I had lots of spare time on Saturday and all prep for Sunday was accomplished. Obviously when I woke up that morning I had several ideas in my head about how to do it all better. I tweaked a few things.

But mainly I woke up early on a Sunday because that is what I do. Almost always have. Tell me why? Because I don't like Sundays. Sundays are shadow side. Sundays are small talk. Sundays are a different sort of music to my personal preference. Sundays are telling people (especially children) certainties from a background of exploration and question, if I'm not careful.

And yet Sundays are where the God I try to worship and understand and the humans I try to serve get it on. And in the crazy mix of over-commitment, lack-of-commitment and all stations between we make slow progress towards being the church of God.

Have I hit it right? Have I been doing Sundays as well as I could? Who could ever say? A colleague used to pray after every service, 'Forgive what has been amiss; use what has been in accordance with your will.' That's about right.

Often I feel I survive Sundays. And survival, as someone once wrote, is the lowest form of life. Later that Sunday a chat with old friends, a fine meal out and an evening on the sofa was enough to redeem the day and by today, Wednesday, I usually feel I could do another Sunday.

On Monday evening a bunch of us sat around and dreamed a few exciting dreams for our little church. It was good.

I have this picture, which I coloured in myself, on my study wall. Too many people focus on what they want to achieve all the time. They often fail. There is a certain sort of vision which is based on avoiding what you don't want to happen, first. Survivors get to do vision. The sunk don't.
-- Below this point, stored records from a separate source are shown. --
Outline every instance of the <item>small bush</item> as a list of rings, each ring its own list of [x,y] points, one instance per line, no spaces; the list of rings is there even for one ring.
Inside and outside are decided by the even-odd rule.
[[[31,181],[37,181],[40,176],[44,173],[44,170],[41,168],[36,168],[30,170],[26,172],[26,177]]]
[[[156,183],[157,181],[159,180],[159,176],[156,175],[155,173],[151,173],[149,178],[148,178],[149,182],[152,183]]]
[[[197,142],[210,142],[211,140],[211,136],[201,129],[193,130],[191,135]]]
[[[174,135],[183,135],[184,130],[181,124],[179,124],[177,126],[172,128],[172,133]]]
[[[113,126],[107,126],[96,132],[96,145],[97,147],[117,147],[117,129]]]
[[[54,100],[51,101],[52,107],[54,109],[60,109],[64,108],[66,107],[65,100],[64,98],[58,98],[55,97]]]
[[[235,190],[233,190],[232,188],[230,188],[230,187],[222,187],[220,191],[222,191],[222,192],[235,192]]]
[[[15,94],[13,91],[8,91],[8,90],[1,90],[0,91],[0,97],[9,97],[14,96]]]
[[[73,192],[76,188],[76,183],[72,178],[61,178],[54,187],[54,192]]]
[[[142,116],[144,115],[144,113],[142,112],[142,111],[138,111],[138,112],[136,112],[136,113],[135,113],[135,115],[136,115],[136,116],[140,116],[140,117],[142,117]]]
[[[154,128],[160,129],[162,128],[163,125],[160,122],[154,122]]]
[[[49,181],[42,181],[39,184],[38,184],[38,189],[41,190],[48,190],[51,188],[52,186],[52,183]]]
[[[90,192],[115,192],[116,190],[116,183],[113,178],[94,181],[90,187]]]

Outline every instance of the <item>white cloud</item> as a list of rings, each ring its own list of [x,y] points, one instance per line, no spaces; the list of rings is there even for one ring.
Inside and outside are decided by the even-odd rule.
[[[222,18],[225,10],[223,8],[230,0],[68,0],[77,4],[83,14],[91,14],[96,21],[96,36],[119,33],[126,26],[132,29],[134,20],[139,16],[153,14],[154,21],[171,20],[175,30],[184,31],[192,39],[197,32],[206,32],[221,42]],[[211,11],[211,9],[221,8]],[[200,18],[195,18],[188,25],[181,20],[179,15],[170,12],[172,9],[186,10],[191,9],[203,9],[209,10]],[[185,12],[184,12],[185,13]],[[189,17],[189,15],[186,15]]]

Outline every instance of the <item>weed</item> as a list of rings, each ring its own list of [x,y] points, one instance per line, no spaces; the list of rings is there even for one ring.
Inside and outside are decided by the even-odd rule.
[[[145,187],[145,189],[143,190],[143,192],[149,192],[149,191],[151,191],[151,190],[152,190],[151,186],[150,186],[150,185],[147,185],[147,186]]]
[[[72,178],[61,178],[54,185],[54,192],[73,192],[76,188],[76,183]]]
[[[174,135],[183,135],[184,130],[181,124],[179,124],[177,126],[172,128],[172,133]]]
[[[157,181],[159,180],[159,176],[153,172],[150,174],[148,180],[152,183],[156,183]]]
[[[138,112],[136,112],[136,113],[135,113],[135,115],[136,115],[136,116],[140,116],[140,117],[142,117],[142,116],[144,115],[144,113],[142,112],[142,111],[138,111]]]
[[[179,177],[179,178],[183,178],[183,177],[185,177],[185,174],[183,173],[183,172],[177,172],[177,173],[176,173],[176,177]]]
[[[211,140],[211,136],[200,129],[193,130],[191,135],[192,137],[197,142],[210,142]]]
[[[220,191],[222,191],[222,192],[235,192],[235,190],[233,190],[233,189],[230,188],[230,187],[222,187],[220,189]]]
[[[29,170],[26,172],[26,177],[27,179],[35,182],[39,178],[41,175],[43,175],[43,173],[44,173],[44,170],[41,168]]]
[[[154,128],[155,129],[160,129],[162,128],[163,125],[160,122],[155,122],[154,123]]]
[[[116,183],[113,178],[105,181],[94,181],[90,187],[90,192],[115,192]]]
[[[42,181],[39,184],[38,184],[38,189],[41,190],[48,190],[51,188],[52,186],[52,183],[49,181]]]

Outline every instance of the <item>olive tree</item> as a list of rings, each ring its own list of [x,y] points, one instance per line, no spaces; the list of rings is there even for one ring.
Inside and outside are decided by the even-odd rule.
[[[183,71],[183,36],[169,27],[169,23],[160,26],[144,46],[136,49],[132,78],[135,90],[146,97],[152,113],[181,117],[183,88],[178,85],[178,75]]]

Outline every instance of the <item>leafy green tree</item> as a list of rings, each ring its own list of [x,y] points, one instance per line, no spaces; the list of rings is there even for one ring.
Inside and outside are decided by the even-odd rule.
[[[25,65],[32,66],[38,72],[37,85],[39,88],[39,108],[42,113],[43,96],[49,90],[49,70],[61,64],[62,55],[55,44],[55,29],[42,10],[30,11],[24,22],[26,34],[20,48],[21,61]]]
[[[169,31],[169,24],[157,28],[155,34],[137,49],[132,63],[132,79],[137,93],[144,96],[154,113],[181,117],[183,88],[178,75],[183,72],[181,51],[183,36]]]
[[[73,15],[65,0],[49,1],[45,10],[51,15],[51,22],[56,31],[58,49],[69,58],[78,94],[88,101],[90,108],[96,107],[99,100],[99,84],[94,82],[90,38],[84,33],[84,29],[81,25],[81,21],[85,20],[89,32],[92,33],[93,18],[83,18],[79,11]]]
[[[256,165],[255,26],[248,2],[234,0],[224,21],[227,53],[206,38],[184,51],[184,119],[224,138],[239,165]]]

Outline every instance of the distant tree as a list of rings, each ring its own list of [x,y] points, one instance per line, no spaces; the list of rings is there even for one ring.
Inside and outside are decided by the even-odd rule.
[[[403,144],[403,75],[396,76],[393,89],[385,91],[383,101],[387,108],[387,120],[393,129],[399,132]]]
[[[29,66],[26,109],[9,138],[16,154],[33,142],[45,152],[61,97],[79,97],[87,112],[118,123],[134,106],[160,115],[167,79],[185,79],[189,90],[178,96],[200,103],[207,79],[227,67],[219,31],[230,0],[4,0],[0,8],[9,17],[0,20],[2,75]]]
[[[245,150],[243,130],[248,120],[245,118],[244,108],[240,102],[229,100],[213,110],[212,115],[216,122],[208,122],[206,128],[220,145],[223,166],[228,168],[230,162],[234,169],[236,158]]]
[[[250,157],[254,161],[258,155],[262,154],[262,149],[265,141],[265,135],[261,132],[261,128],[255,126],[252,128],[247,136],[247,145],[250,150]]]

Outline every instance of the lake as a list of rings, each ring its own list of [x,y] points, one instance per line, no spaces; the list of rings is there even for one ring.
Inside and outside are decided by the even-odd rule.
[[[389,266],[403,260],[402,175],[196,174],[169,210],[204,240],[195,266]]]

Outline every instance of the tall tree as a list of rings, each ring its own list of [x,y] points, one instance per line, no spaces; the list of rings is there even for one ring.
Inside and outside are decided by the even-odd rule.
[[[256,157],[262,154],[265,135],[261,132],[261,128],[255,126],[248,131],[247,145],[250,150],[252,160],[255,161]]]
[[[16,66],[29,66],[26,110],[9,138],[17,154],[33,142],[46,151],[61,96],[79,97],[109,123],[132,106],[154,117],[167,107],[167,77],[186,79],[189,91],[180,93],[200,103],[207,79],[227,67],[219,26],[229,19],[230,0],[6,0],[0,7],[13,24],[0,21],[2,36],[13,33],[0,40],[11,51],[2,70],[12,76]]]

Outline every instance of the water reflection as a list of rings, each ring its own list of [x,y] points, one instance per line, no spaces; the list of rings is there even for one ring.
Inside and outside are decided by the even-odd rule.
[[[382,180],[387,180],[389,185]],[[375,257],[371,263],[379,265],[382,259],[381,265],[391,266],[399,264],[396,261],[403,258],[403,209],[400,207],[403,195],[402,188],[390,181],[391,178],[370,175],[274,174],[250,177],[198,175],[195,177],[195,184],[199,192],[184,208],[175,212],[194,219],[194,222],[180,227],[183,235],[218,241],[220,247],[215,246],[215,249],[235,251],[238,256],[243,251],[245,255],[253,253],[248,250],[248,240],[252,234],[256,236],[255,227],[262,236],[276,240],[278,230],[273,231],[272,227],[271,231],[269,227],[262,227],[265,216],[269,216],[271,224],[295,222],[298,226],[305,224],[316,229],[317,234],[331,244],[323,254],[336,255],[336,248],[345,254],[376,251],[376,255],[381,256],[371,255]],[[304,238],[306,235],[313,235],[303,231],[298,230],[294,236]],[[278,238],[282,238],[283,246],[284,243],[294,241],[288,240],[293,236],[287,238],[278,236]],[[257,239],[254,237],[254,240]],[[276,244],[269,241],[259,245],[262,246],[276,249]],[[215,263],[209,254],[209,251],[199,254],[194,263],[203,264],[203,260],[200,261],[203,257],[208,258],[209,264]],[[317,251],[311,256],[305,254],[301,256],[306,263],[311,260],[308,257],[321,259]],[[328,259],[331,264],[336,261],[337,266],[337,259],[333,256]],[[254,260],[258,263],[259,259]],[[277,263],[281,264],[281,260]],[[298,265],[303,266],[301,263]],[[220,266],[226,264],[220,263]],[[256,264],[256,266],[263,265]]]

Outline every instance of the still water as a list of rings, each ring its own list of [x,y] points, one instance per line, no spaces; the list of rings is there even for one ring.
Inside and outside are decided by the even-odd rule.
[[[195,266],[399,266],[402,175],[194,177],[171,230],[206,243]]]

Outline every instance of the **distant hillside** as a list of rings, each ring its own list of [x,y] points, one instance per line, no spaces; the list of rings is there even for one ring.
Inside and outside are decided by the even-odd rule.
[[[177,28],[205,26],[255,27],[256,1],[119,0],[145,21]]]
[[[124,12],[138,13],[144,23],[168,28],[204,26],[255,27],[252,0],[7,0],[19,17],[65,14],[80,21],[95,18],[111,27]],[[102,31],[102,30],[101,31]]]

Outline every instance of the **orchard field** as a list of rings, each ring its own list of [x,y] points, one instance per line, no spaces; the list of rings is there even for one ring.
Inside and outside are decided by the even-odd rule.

The best way to improve the quality of a corporate experience, which you would like others to join, is not to have occasional great ones. It is to eliminate the bad. So the chances of a visitor coming along to a disappointing day are reduced. Because when my church is being rubbish, and it is occasionally, not always my fault but always my responsibility, I get that sinking feeling, that some newcomer or visitor may have been lost by that first impression, which almost always happens on a Sunday.

So I don't really like Sundays. But I accept them as a necessary part of my duties. I try not to sink. And occassionally I catch a glimpse of an amazing island.